The Explorer parent explains causes. Why does this matter? What happens if we ignore it? What problem is the rule trying to solve? Where does the boundary come from? When should it change?
This is not permissiveness. It is the replacement of arbitrary authority with intelligible structure. The aim is not a child who obeys. The aim is a person who can reason, revise, and act wisely when no authority is present.
Personhood and the Capacity to Revise
This view extends to personhood itself. In Metaprogramming Framework To Classify Personhood, I develop an informational ontology in which finite minds occupy an open informational universe. Personhood emerges from self-referential operations: a system operating on its own information. Identity arises from finitude. Values arise from persistence. Goals arise from incompleteness.
The framework is substrate-agnostic and anti-reductionist. A person is not the current contents of a model, and not obedience to a fixed authority. A person is a system capable of revising its own maps. The self is not a sealed doctrine. It is a living process of reflection, correction, and reorientation.
This is why fallibilism is more than an epistemology for me. It is an architecture for agency. A mind becomes more alive as it becomes capable of noticing the models it inhabits, criticizing them, and revising itself without dissolving into chaos.
The same principle shows up in my software work. Lumen Mind is an open-source attempt to build the reflection loop into an agentic system: iterative conjecture, testing, memory, and self-modification rather than rigid top-down control. The future of intelligent systems will depend not just on what models know, but on whether they can stand above their models.
Exploration and the Infinite Horizon
I am optimistic about human and post-human potential because the Explorer posture refuses closure. Thinking is not rule-following. Thinking is metaprogramming: the capacity to reflect on, critique, and revise one’s own models.
Exploration is not the rejection of boundaries. It is the creative use of boundaries as temporary scaffolds. A climber needs footholds. A programmer needs abstractions. A mathematician needs symbols. A scientist needs models. A child needs structure. The point of a scaffold is to build past what could be reached without it.
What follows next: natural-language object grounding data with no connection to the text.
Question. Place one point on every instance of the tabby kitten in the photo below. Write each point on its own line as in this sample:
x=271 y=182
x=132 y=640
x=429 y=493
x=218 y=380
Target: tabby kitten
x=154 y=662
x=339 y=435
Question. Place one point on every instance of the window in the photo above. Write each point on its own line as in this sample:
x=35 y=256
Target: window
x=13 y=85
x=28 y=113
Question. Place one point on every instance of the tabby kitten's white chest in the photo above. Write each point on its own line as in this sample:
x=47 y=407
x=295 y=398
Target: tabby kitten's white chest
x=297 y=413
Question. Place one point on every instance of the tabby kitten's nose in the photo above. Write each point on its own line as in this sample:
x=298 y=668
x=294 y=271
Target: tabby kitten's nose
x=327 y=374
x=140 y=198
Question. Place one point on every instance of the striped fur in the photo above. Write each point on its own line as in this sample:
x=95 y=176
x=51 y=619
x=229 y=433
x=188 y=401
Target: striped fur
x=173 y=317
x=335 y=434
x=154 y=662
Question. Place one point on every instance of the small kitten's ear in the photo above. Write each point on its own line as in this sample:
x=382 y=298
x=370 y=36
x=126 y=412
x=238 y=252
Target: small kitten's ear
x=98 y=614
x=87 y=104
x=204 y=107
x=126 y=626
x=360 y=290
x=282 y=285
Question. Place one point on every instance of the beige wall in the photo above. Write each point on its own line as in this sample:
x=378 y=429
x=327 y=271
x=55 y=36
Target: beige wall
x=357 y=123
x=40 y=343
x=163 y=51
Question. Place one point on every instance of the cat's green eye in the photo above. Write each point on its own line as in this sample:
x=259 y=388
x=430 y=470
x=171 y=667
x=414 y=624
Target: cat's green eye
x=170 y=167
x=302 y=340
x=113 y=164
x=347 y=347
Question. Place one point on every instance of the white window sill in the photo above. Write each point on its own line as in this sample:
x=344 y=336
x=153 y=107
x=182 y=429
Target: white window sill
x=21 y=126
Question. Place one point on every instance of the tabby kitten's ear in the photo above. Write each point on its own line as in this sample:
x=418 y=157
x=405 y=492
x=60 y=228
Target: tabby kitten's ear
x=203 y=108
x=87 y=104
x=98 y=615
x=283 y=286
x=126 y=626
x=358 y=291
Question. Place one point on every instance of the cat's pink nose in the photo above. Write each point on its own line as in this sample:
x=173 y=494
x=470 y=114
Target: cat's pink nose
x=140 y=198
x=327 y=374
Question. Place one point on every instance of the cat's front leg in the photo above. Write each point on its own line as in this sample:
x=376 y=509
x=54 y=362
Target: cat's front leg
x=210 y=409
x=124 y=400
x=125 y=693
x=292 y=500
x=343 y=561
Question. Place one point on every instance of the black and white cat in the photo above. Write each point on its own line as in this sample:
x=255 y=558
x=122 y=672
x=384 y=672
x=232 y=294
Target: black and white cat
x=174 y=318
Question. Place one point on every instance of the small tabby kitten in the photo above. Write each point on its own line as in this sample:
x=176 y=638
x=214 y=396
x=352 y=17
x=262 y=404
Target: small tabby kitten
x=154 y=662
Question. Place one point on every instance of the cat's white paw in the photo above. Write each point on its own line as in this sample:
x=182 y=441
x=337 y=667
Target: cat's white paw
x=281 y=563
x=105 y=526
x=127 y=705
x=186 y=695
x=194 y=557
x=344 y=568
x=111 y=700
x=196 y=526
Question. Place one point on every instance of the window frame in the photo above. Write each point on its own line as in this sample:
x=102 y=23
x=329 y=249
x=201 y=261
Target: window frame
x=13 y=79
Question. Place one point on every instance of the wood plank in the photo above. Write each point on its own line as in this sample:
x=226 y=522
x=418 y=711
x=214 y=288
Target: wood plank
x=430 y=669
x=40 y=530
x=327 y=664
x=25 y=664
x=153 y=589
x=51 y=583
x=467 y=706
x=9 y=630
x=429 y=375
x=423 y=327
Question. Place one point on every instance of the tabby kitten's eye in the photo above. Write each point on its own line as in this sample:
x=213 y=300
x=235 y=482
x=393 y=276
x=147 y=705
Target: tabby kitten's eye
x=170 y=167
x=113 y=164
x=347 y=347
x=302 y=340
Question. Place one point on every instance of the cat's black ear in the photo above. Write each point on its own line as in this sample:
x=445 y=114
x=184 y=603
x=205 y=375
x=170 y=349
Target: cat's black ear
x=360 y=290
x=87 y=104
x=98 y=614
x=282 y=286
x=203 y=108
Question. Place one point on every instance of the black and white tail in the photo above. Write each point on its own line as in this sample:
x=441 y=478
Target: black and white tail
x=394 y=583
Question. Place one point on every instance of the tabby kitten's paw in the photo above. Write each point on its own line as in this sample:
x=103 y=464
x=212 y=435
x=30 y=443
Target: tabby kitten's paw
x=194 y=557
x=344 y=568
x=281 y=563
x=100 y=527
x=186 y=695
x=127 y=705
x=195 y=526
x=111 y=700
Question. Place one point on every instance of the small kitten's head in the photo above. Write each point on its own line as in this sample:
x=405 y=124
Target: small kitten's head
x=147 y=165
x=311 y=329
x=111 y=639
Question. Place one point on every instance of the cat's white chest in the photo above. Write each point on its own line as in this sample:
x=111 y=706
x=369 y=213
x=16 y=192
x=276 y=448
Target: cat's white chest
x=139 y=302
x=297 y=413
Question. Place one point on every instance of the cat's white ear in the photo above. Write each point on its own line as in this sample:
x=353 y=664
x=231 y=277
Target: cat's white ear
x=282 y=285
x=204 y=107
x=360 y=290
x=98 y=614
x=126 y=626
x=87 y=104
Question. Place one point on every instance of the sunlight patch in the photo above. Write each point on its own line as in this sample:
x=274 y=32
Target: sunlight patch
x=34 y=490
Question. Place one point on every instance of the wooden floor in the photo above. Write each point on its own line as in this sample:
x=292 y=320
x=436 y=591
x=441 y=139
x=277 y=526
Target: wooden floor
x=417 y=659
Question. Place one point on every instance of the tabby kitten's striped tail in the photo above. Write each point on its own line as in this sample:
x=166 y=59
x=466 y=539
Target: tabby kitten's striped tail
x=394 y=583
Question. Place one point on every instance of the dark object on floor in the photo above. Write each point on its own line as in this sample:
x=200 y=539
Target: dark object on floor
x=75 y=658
In Cyclic Rationality I describe the rhythm I think this requires: the disciplined alternation between imaginative expansion and empirical contraction. We dream up possibilities and try to verify them, understanding that we may not always succeed. Orthodoxy without exploration becomes dead authority. Unboundedness without criticism becomes drift. Exploration needs both creative openness and rigorous error correction.
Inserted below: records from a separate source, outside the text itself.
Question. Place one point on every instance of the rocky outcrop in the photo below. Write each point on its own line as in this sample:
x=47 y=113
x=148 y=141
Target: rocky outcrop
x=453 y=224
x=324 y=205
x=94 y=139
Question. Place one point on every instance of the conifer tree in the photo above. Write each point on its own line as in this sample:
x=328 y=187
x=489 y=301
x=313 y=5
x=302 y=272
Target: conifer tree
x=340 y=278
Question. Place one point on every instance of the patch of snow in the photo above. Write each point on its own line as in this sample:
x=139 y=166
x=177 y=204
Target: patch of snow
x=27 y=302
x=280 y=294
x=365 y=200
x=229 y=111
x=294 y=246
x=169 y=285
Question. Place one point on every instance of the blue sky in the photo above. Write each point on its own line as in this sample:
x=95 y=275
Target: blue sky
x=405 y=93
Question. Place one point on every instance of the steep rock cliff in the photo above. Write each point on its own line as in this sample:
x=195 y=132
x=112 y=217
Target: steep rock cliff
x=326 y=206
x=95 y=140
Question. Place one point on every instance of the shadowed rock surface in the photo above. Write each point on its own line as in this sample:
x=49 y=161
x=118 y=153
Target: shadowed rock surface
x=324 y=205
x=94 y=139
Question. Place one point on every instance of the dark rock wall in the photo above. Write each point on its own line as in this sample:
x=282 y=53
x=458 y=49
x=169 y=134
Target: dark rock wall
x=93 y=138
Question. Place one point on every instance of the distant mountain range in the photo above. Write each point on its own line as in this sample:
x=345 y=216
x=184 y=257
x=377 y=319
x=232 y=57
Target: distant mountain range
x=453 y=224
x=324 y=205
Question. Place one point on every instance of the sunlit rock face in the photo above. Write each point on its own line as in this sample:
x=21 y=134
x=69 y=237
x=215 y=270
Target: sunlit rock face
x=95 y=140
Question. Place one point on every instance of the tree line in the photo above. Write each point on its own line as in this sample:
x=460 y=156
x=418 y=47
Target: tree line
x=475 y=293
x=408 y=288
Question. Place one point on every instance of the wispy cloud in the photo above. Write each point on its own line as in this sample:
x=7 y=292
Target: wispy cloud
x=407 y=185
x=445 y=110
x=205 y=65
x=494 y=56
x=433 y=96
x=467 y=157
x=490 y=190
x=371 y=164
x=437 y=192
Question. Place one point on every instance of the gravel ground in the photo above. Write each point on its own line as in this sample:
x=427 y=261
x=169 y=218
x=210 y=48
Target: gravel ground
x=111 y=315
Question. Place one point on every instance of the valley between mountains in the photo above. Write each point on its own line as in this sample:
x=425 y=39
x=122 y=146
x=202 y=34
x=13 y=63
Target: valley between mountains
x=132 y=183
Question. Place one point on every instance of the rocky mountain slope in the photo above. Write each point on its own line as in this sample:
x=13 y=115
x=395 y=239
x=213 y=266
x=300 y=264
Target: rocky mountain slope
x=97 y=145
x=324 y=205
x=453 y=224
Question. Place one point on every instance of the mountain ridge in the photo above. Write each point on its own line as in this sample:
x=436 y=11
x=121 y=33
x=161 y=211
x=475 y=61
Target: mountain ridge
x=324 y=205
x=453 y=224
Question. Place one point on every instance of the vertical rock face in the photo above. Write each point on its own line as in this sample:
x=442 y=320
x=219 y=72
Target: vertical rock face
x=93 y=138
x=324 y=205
Science, practiced this way, is less a body of settled facts than a living tradition of disciplined exploration. It is not the canon itself. It is the process by which canons are improved, broken, replaced, and expanded.
Conclusion
I started with a question: how should a truth-seeker stand toward inherited authority?
My answer is the posture I have called the Explorer. The Orthodox preserves the map. The Unbounded leaves the map. The Explorer uses the map, tests it against reality, redraws it where necessary, and keeps walking.
The instruction this leaves me with is short:
Live above the models.
Do not despise the maps. Learn them. Use them. Preserve what they reveal. But do not become their prisoner.
In an era of powerful AI, contested institutions, and fragile public trust, I think this posture matters beyond philosophy. It is a practical way to approach innovation, collaboration, parenting, science, and the slow work of becoming a better version of yourself.
The best explanations are always provisional. The most valuable boundaries are the ones we learn to understand and transcend. The only authority worth respecting is the authority that remains open to criticism.
The Explorer is easy to engage, hard to imprison, and always reaching past the current model toward whatever comes next.